Technology vendors do share at least some of the blame, adds Michael Risse, CMO at Seeq, a provider of advanced analytics for process manufacturers. “Vendors are failing to provide opportunities to start small and prove themselves versus requiring a big, top-down investment. You hear people talk about getting out of [proof of concept] hell but we haven’t seen that as an issue.” The best practice is to start small, expanding what works or else moving on to the next experiment. Without a concrete starting place in mind, executives should lean on their technology providers for ideas.        

Controlling the purse strings

When it comes to deciding to go forward with a specific advanced technology investment, the respondent companies were pretty closely split between corporate and plant management decision-makers. The technology providers interviewed generally agree top management approval is required for large purchases. But plant managers make autonomous purchases under a certain amount, as they know what is needed and what works.

The chief technology officer (CTO) can play a critical role in bridging operational technology (OT) and information technology (IT) when buying advanced solutions, says Huggins. “They are able to balance both sides, buying things that work and add real value, without rogue elements. With big data and data analytics, more and more of that is happening outside the plant. But plants are running the proofs of concept and use-case development,” he adds. “Someone has to make sure it works.”

In Zornio’s experience, most of the automation technology buying decisions are still made at the plant level. “That’s because the automation equipment has historically been bought like any other capital piece of equipment—automation the machine builder or plant designer already decided on.” But when it comes to buying technology to improve plant and factory performance, “now we are seeing people trying to make more strategic corporate decisions with digital transformation teams at the corporate level.”

According to the survey, most manufacturers have designated a specific role to head up digitization efforts, with titles such as “chief digital officer” or “head of digital transformation.”

“Some companies are highly centralized with central ownership, some are highly decentralized with purchasing and decisions in the plant,” says Risse. “What is needed in either case is a leader/owner/champion to evaluate and act.”

The technology providers we spoke to did not see much of a distinction between the views of U.S. manufacturers on their state of digital maturity vs. those of manufacturers in the rest of the world.
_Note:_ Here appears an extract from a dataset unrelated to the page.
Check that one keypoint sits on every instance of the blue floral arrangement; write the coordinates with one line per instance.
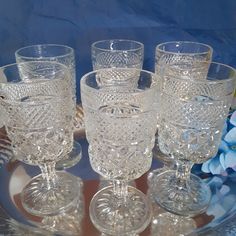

The U.S. and Europe may have started out ahead on advanced technology adoption, but Asia and developing regions soon caught up, says Zornio. “In the Middle East and Asia, they all have joint ventures” with large partners in other regions.

“We see worldwide interest in the next generation of innovation—what’s beyond the last 30 years of historian and spreadsheet—as the backbone of analytics,” says Risse. Everyone, it seems, wants the benefits that advanced technologies bring.